Of course, the interactions aren't just with people. All four babies grow up around animals. Bayar's family herds goats and cattle and has a few chickens and a cat. Ponijao's family also herds goats, and there are some dogs hanging around. Both Hattie and Mari share their homes with cats. And I have to say, all of these animals deserve prizes for being the most patient, laid-back critters you will ever see. The babies love them. They poke, prod, drool on, sit on, pull the tails of, and stick their hands in the mouths and eyes of these animals, and the animals just sit there and take it. One hopes that Balmès, or whoever his cinematographer was, would have intervened if the animals had really tried to swipe at or bite the babies. But as it is, the interactions that are shown give the sense that the animals just sort of accept that here is a curious juvenile critter just like all the other critters around, and they just fit the poking and prodding into their everyday lives.

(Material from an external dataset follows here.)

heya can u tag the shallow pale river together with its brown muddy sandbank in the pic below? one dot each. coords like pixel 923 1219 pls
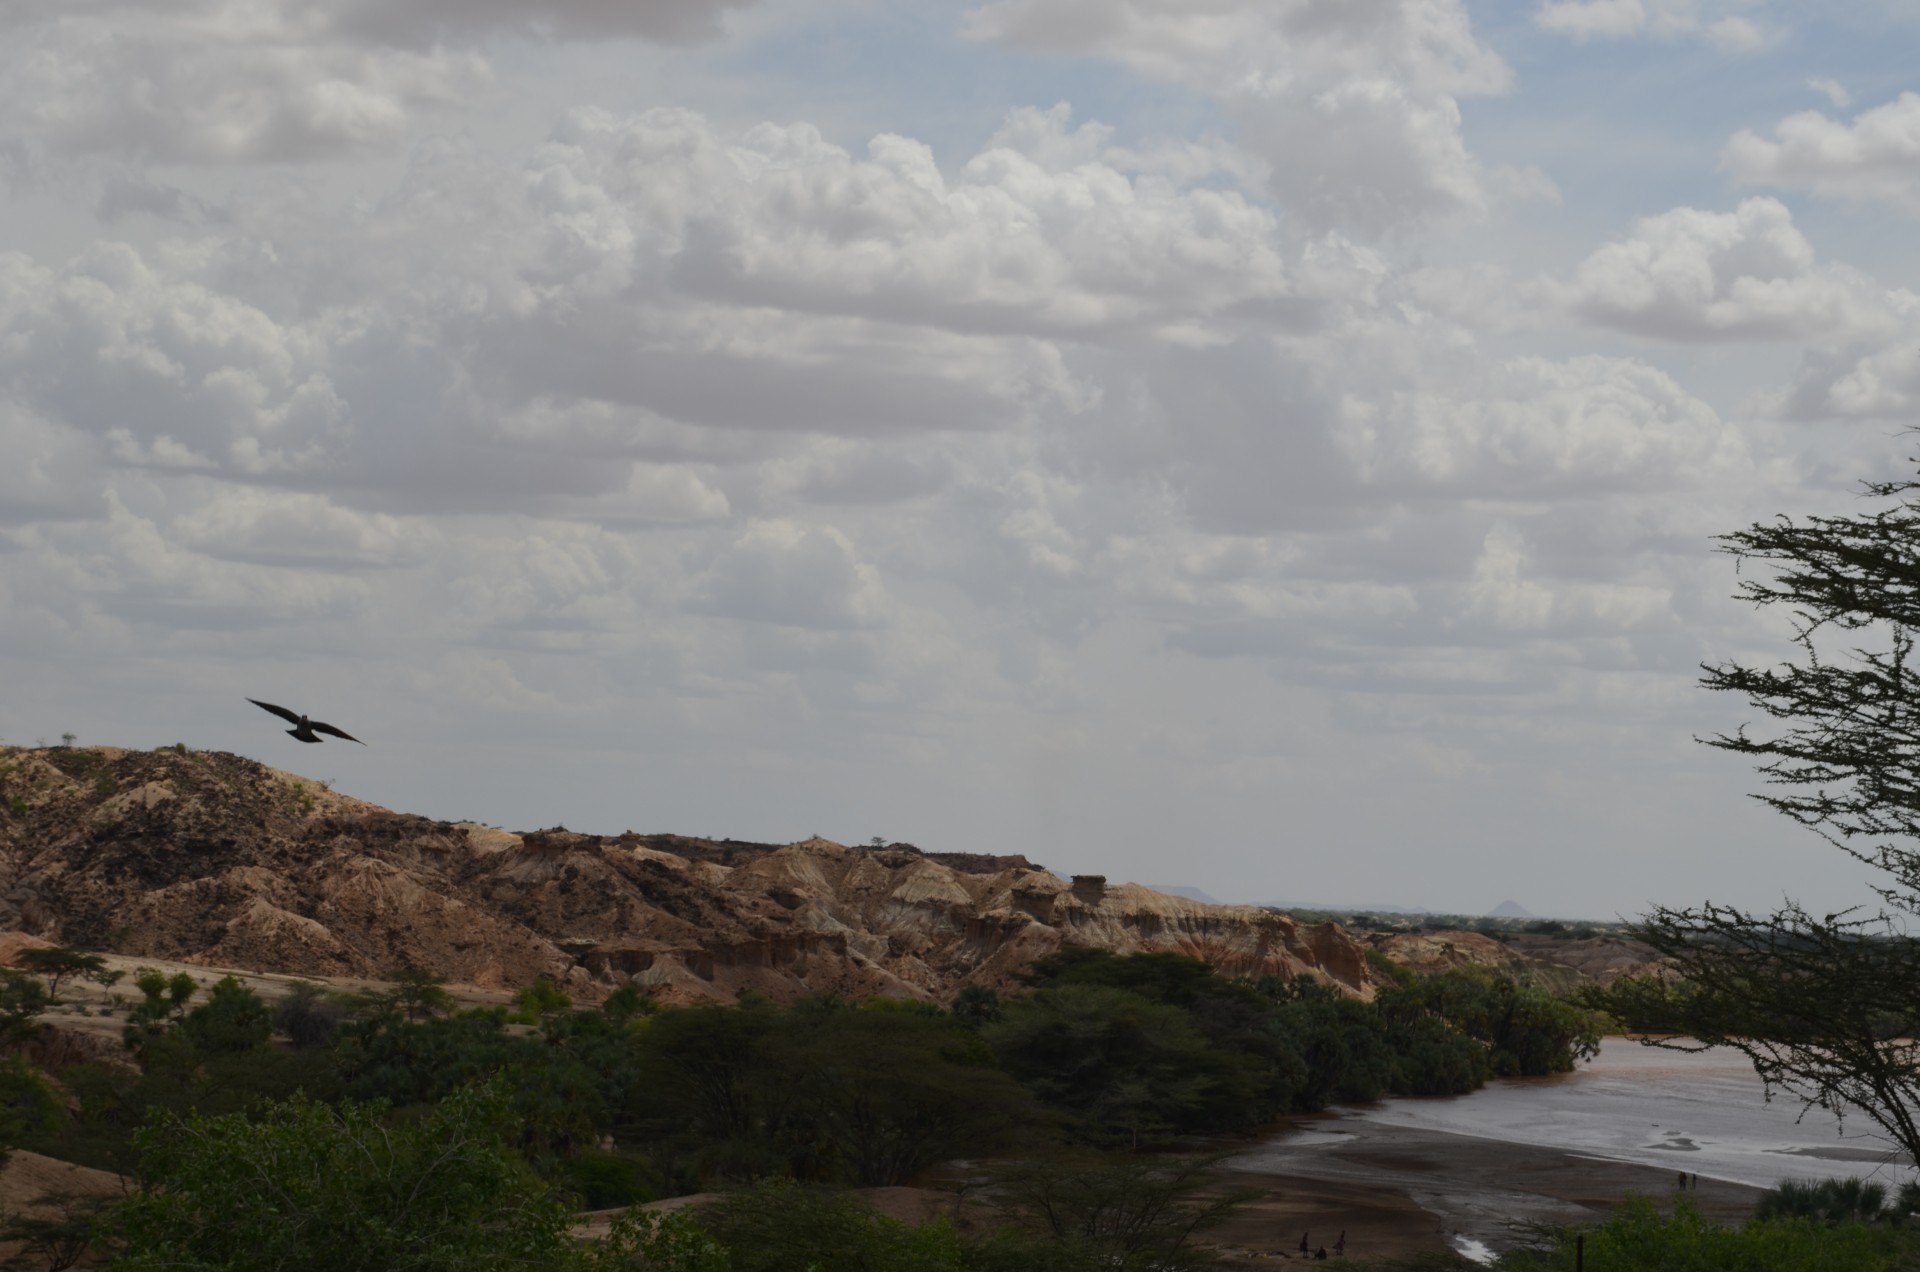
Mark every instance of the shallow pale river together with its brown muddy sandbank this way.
pixel 1477 1171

Babies isn't an exciting film. The four stars start out not being able to do anything, and end up being able to do more than they could at the beginning. The process is slow, and there isn't all that much of a story arc or a question driving the action. The babies are born, they grow to be a year old. Nothing really terrible happens to any of them in the course of the film. It's just . . . babies. Babies being babies, doing everyday baby things. But they do their baby things with the glorious, full-body commitment that people tend to lose around age five. I think it's that wholehearted, intense focus on people doing things wholeheartedly, with intense focus, that makes Babies such an interesting movie in the end. It's not exciting, but it is meditative. And it sneaks up on you. You think it's going to be really boring, but you can't really turn away, because here's another baby and another one, and, oh look, that first baby has gotten bigger and can do something else, look at that! This is a fantastic movie for a rainy day, or for some time when you're feeling kind of melancholy and want something simple but lovely to remind you why humanity continues on.